Which brings me now to the other hand. The hand that says the only reason Duke s appealing to the Hitler conservatives this time out is because the rest of the country, and most of the candidates in this race, have now caught up to where he was four years ago. In a sense, Duke — although he lost in 1990 and 1991 — won a very significant victory, by pushing political discourse on race-related issues further to the right. Although he doesn’t deserve all the credit (after all, it was Ronald Reagan who referred to a mythical black male food stamp recipient as a “strapping young buck,” back in 1980), Duke did help define the legitimate boundaries of the racialized political terrain. Since the country’s other white pols have borrowed from the Grand Wizard’s playbook, he needs to distinguish himself from the pack. The only way he sees to accomplish this, apparently, is by fashioning his political platform after The Bell Curve, rather than the contract with America.

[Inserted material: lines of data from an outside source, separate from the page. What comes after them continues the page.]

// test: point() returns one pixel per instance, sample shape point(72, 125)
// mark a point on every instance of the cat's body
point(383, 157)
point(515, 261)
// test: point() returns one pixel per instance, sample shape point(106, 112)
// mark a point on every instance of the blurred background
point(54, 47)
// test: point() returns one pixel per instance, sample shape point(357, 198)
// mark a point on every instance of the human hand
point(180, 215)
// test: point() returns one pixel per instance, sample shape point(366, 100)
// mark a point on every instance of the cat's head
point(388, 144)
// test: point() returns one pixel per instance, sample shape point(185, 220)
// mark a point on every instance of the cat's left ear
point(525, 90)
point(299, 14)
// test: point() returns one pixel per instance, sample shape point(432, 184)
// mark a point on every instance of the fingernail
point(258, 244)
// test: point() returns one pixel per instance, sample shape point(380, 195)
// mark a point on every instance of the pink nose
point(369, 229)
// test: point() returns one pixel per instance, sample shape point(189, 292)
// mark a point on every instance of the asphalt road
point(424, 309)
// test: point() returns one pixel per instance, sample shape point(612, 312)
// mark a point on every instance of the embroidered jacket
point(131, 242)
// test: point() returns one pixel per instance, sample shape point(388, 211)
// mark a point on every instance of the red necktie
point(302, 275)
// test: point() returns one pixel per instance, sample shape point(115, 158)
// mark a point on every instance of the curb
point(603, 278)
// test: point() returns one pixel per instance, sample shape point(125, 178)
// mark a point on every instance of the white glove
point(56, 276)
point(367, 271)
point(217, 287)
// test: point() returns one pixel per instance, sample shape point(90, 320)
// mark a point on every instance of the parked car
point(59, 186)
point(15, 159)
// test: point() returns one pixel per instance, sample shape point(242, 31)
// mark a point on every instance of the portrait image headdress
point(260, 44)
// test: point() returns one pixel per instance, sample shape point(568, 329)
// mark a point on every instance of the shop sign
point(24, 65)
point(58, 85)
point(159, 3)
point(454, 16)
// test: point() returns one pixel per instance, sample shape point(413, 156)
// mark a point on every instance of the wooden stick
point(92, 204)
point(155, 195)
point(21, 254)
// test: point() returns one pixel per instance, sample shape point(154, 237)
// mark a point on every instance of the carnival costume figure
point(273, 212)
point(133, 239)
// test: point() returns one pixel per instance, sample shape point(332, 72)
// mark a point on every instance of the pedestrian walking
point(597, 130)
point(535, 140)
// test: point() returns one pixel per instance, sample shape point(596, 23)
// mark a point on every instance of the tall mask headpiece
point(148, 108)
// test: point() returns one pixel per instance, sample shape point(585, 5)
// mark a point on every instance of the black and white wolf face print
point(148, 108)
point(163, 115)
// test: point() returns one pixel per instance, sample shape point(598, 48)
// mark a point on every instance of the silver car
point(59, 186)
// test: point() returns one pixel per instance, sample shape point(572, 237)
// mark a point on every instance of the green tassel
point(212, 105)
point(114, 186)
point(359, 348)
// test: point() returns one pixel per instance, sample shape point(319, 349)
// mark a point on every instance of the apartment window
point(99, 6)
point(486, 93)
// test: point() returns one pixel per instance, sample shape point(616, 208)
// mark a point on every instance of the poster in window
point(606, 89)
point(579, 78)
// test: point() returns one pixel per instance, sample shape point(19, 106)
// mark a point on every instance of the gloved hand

Earlier this year Duke took credit for the Contract, by the way, claiming the whole thing was based on his ideas about “preserving our European cultural heritage.” Yet, apparently he now feels the fruits of his previous labor were inadequate to the task of said cultural preservation, so instead of term limits and tort reform (neither of which have much to do, truth be told, with the nobility of the Aryan soul), Duke has fastened upon eugenics again. In May, he told Gary Boulard, of The Advocate, that “eugenics is improving mankind with each new generation and discouraging people with low IQs…from having kids. That I applaud.” He also restated his belief that black crime is the result of “reversion to genotype,” that some races are naturally more intelligent than others, and that “IQ correlates with head size.”
Those of us who have made Duke-watching a habit, if not a hobby, have long said that Duke’s goal was never to get elected, but rather, to build a white supremacist movement. Although he hasn’t been able to progress much in that direction (his claims of conversion having convinced so many hardcore neo-Nazis that now even they don’t trust him), he certainly has the ability to move the debate even further towards social fascism. One wonders whether his remarks about New Orleans-as-Port-Au-Prince may one day become standard fare? Do I exaggerate the potential of Dukism to further infect American politics? Who knows? Four years ago, Duke called welfare recipients “cancerous and parasitic,” and this year, during debate over welfare reform in the House of Representatives, the same folks were referred to as “alligators and wild dogs.” Coincidence? Maybe. But nonetheless, it indicates that there are still plenty of folks who firmly support Duke’s message, if not the man himself, and who, if pushed far enough by the continued deterioration of the American job and wage base, may, in their rush to scapegoat, begin sounding like the unreconstructed Nazi Duke has revealed himself to be.
Let’s just hope that as Duke has made his racism a more visible target this time, we will be able to focus in on his hatred, combat it, and neutralize it. I know one thing for sure: it will be more rewarding fighting that battle, than having to spend time, yet again, proving that indeed, this duck quacks.